# betere vertaling voor 'encadrer'



## llunita

Hallo, 
ik zoek een betere vertaling dan 'omkaderen' voor het werkwoord "encadrer" in de volgende zin: 

"Si la majeure partie de la Flandre semble plus calme jusqu'alors, c'est peut-être que le clergé, qui encadre efficacement la population, craint une réédition de la Révolution française de 1789."
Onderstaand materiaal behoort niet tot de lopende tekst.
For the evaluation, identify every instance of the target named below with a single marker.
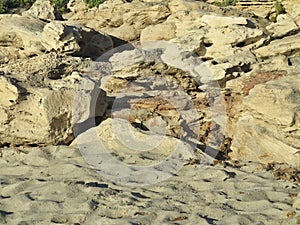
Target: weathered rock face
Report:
(243, 54)
(269, 128)
(37, 100)
(29, 36)
(77, 41)
(43, 9)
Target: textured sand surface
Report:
(53, 185)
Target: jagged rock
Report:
(283, 26)
(37, 110)
(131, 145)
(30, 36)
(221, 21)
(79, 41)
(76, 5)
(9, 92)
(163, 31)
(123, 20)
(284, 46)
(24, 34)
(268, 130)
(43, 9)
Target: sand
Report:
(54, 185)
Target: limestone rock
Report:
(76, 5)
(131, 145)
(43, 9)
(284, 46)
(31, 36)
(80, 41)
(163, 31)
(283, 26)
(220, 21)
(23, 35)
(41, 111)
(268, 130)
(9, 92)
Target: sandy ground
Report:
(54, 185)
(PS de juiste betekenis van deze zin vind je hier)
Bedankt!


----------



## Lopes

Misschien 'in een kader plaatsen'? Mijn Frans is niet echt denderend, dus ik snap niet wat de zin betekent.. Kan je hem misschien helemaal in het Nederlands vertalen?


----------



## llunita

"Het grootste deel van Vlaanderen lijkt kalmer tot nu. De reden daarvan is misschien dat de clerus, die de bevolking doeltreffend (omkadert?), voor een herhaling van de Franse Revolutie van 1789 vreest."


----------



## Lopes

Ik snap het nog steeds niet helemaal moet ik bekennen. Wordt hier niet zoiets als 'in toom houdt' bedoeld?


----------



## HKK

Best wel zoiets, denk ik, maar volgens moet het nog iets minder agressief overkomen. 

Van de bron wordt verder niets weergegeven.